For more information, see Use Apache Oozie with Apache Hadoop to define and run a workflow on Linux-based Azure HDInsight.
Results from an Oozie job submission
Oozie jobs are run for the user. So both Apache Hadoop YARN and Apache Ranger audit logs show the jobs being run as the impersonated user. The command-line interface output of an Oozie job looks like the following code:
Job ID : 0000015-180626011240801-oozie-oozi-W
------------------------------------------------------------------------------------------------
Workflow Name : map-reduce-wf
App Path : adl://home/user/alicetest/examples/apps/map-reduce/wf.xml
Status : SUCCEEDED
Run : 0
User : alicetest
Group : -
Created : 2018-06-26 19:25 GMT
Started : 2018-06-26 19:25 GMT
Last Modified : 2018-06-26 19:30 GMT
Ended : 2018-06-26 19:30 GMT
CoordAction ID: -
Actions
------------------------------------------------------------------------------------------------
ID Status Ext ID ExtStatus ErrCode
------------------------------------------------------------------------------------------------
0000015-180626011240801-oozie-oozi-W@:start: OK - OK -
------------------------------------------------------------------------------------------------
0000015-180626011240801-oozie-oozi-W@mr-test OK job_1529975666160_0051 SUCCEEDED -
------------------------------------------------------------------------------------------------
0000015-180626011240801-oozie-oozi-W@myHive2 OK job_1529975666160_0053 SUCCEEDED -
------------------------------------------------------------------------------------------------
0000015-180626011240801-oozie-oozi-W@myHive OK job_1529975666160_0055 SUCCEEDED -
------------------------------------------------------------------------------------------------
0000015-180626011240801-oozie-oozi-W@end OK - OK -
-----------------------------------------------------------------------------------------------
The Ranger audit logs for Hive server 2 actions show Oozie running the action for the user. The Ranger and YARN views are visible only to the cluster admin.

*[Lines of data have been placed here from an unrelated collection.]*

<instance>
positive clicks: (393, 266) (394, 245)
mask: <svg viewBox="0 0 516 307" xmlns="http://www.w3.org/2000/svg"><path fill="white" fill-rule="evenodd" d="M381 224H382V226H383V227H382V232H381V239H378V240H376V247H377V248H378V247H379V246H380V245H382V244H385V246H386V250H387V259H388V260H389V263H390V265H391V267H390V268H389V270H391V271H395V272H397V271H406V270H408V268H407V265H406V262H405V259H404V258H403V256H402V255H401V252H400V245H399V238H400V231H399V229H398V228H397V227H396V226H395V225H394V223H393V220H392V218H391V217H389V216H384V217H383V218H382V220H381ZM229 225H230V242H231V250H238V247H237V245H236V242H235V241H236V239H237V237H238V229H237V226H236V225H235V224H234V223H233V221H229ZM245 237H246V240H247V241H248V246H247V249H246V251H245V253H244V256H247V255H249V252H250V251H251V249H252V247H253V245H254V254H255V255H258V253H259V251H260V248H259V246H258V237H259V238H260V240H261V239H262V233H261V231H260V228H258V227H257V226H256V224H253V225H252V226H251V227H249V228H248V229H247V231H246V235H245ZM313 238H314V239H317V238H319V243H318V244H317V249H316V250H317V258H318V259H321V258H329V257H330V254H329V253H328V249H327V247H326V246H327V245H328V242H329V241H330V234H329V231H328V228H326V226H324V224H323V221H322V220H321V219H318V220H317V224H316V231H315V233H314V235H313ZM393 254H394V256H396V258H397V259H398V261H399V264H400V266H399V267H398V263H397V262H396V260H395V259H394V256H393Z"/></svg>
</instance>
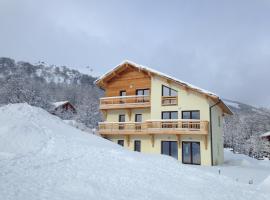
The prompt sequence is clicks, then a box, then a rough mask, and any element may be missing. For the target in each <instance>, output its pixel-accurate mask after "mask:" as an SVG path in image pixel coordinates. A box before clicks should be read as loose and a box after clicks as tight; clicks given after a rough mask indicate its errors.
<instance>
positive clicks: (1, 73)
mask: <svg viewBox="0 0 270 200" xmlns="http://www.w3.org/2000/svg"><path fill="white" fill-rule="evenodd" d="M94 80H95V78H94V77H92V76H90V75H86V74H82V73H80V72H78V71H76V70H73V69H69V68H67V67H64V66H62V67H57V66H54V65H51V66H48V65H46V64H44V63H38V64H35V65H34V64H30V63H27V62H15V61H14V60H12V59H10V58H0V85H1V87H0V105H1V104H8V103H24V102H26V103H28V104H30V105H34V106H38V107H42V108H44V109H46V110H50V106H51V103H52V102H58V101H66V100H67V101H70V102H71V103H72V104H73V105H75V107H76V109H77V113H78V114H77V115H76V116H74V120H76V121H79V122H82V123H84V124H85V125H87V126H88V127H95V126H96V125H97V122H98V121H100V120H101V116H100V113H99V109H98V103H99V97H100V96H101V95H102V94H103V91H102V90H100V89H99V88H97V87H96V86H95V85H94V84H93V81H94Z"/></svg>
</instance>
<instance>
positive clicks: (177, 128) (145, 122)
mask: <svg viewBox="0 0 270 200" xmlns="http://www.w3.org/2000/svg"><path fill="white" fill-rule="evenodd" d="M99 133H100V134H101V135H115V134H116V135H117V134H123V135H129V134H133V135H134V134H179V135H181V134H183V135H184V134H199V135H207V134H208V121H200V120H148V121H146V122H100V123H99Z"/></svg>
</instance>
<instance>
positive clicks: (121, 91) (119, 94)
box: [119, 90, 127, 96]
mask: <svg viewBox="0 0 270 200" xmlns="http://www.w3.org/2000/svg"><path fill="white" fill-rule="evenodd" d="M119 96H127V92H126V90H121V91H120V94H119Z"/></svg>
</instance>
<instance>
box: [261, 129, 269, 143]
mask: <svg viewBox="0 0 270 200" xmlns="http://www.w3.org/2000/svg"><path fill="white" fill-rule="evenodd" d="M261 138H263V139H266V140H268V141H269V142H270V131H268V132H266V133H264V134H262V135H261Z"/></svg>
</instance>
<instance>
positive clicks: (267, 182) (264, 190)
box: [260, 175, 270, 193]
mask: <svg viewBox="0 0 270 200" xmlns="http://www.w3.org/2000/svg"><path fill="white" fill-rule="evenodd" d="M260 187H261V189H262V190H264V191H265V192H268V193H270V175H269V176H268V177H267V178H266V179H265V180H264V181H263V182H262V183H261V185H260Z"/></svg>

Configure user authorization in Oozie
Oozie by itself has a user authorization configuration that can block users from stopping or deleting other users' jobs. To enable this configuration, set the oozie.service.AuthorizationService.security.enabled
to true
.
For more information, see Apache Oozie Installation and Configuration.
For components like Hive server 1 where the Ranger plug-in isn't available or supported, only coarse-grained HDFS authorization is possible. Fine-grained authorization is available only through Ranger plug-ins.
Get the Oozie web UI
The Oozie web UI provides a web-based view into the status of Oozie jobs on the cluster. To get the web UI, take the following steps in ESP clusters:
Add an edge node and enable SSH Kerberos authentication.
Follow the Oozie web UI steps to enable SSH tunneling to the edge node and access the web UI.